How often do we begin the day believing we first need to meditate, first need to raise our energy, first need to enter the right frequency?
And how rarely do we ask the opposite question:
- Why didn’t I simply wake up in that desired state?
- What might my body be trying to tell me this morning?
- What genuinely wants to be felt today?
Not every moment of restlessness is a mistake. Not every heavy emotion needs to be repaired. Sometimes life simply asks for our full presence.
Presence is not a technique
Perhaps this has been one of the most significant shifts that occurred while writing my book. For years, I believed presence meant deliberately directing my attention toward the present moment.
Until I discovered something much more subtle. Presence arises when your attention naturally aligns with what genuinely wants to unfold through you.
Sometimes that’s silence. Sometimes it’s an intense conversation. Sometimes it’s a business meeting. Sometimes it’s grief. Sometimes it’s building a company. Sometimes it’s doing absolutely nothing.
The form does not determine the quality of consciousness. Alignment does.
From that moment on, my understanding of distraction changed as well. Distraction isn’t simply when your thoughts wander elsewhere. Sometimes what we call “distraction” is precisely where life is inviting us to go. Because what life asks of you is not necessarily the same as what the world asks of you—or what expectations, obligations, or social conditioning ask of you.
Learning to distinguish between those voices requires discernment. And that distinction isn’t always obvious. Sometimes you simply don’t know. Is this an escape… or is this the movement that truly belongs?
There is another layer as well. The ego is remarkably skilled at building convincing arguments for its own preferences. It can effortlessly explain why one choice is exactly the right one and why another simply isn’t appropriate right now.
But a convincing argument does not automatically lead to the most authentic choice.
Realizing this brought me far more gentleness. Less urgency to immediately define everything. More willingness to keep listening.
Consciousness stopped being a project. It became a relationship with life itself.

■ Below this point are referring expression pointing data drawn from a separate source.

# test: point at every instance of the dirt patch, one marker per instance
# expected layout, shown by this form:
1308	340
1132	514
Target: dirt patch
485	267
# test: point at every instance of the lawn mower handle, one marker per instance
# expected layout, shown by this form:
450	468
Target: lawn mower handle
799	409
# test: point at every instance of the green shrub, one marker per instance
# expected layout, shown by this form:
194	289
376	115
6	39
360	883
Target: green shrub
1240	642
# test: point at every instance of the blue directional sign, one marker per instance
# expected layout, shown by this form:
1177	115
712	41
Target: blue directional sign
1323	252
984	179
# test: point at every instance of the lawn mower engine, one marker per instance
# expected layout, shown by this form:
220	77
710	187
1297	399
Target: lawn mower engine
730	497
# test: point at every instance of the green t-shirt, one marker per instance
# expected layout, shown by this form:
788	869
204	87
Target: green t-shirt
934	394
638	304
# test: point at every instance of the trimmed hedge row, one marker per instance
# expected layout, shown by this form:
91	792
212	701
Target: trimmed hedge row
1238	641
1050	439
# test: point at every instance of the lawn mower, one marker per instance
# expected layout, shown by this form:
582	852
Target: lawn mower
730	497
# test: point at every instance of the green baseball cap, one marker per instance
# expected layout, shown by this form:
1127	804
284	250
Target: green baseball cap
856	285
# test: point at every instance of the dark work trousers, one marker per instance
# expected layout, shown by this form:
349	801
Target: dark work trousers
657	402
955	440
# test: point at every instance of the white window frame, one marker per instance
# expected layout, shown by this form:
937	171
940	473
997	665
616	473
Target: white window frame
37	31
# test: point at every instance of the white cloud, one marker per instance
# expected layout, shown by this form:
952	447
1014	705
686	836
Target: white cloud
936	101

The responsibility of the messenger
People often say that what someone does with information is entirely the receiver’s responsibility. There is certainly truth in that.

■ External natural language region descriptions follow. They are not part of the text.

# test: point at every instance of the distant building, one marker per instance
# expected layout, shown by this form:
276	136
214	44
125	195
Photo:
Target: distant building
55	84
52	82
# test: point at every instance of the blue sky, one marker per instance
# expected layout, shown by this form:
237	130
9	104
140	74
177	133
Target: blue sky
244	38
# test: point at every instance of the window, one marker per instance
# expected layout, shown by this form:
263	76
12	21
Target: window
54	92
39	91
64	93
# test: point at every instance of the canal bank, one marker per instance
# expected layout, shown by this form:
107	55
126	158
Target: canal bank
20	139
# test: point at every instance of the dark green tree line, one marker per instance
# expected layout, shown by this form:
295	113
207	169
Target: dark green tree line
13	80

Every individual remains responsible for their own interpretation. But that isn’t the whole story. The messenger carries responsibility as well.
Not only for the content of the message, but also for the space in which the message is received.
Nuance invites nuance. An open question invites inquiry. An absolute statement often invites either belief or rejection.
That is why I increasingly try not only to share what is true, but also from which layer it is true—and where the boundaries of that particular perspective lie.
Not to make people doubt. But to help them remain curious.
The invitation
Perhaps this is ultimately the invitation of Zijn. Vanuit d’Oorsprong. Not to collect more truths. But to learn to see more completely.
Not everything we hear needs to be immediately believed or dismissed. Sometimes the most loving question is simply:
What is still missing?
Perhaps conscious presence has very little to do with meditating for twenty minutes each day. Perhaps it has everything to do with the quality with which we meet each moment.
What are you feeding yourself with each day? Which stories do you still believe?
Which desires genuinely bring you closer to yourself? And which desires have quietly become elegant ways of moving away from what life is asking you to see?
Where does fear still speak louder than your inner wisdom? Where does an idealized image of who you think you should become prevent you from being fully present with who you already are?
I’ve noticed that these questions help me remain present. Not on a journey toward becoming a better version of myself. But in becoming increasingly available to what life wants to express through me today.
Perhaps wisdom doesn’t begin with collecting more truths. Perhaps it begins with recognizing that not everything that’s true is complete.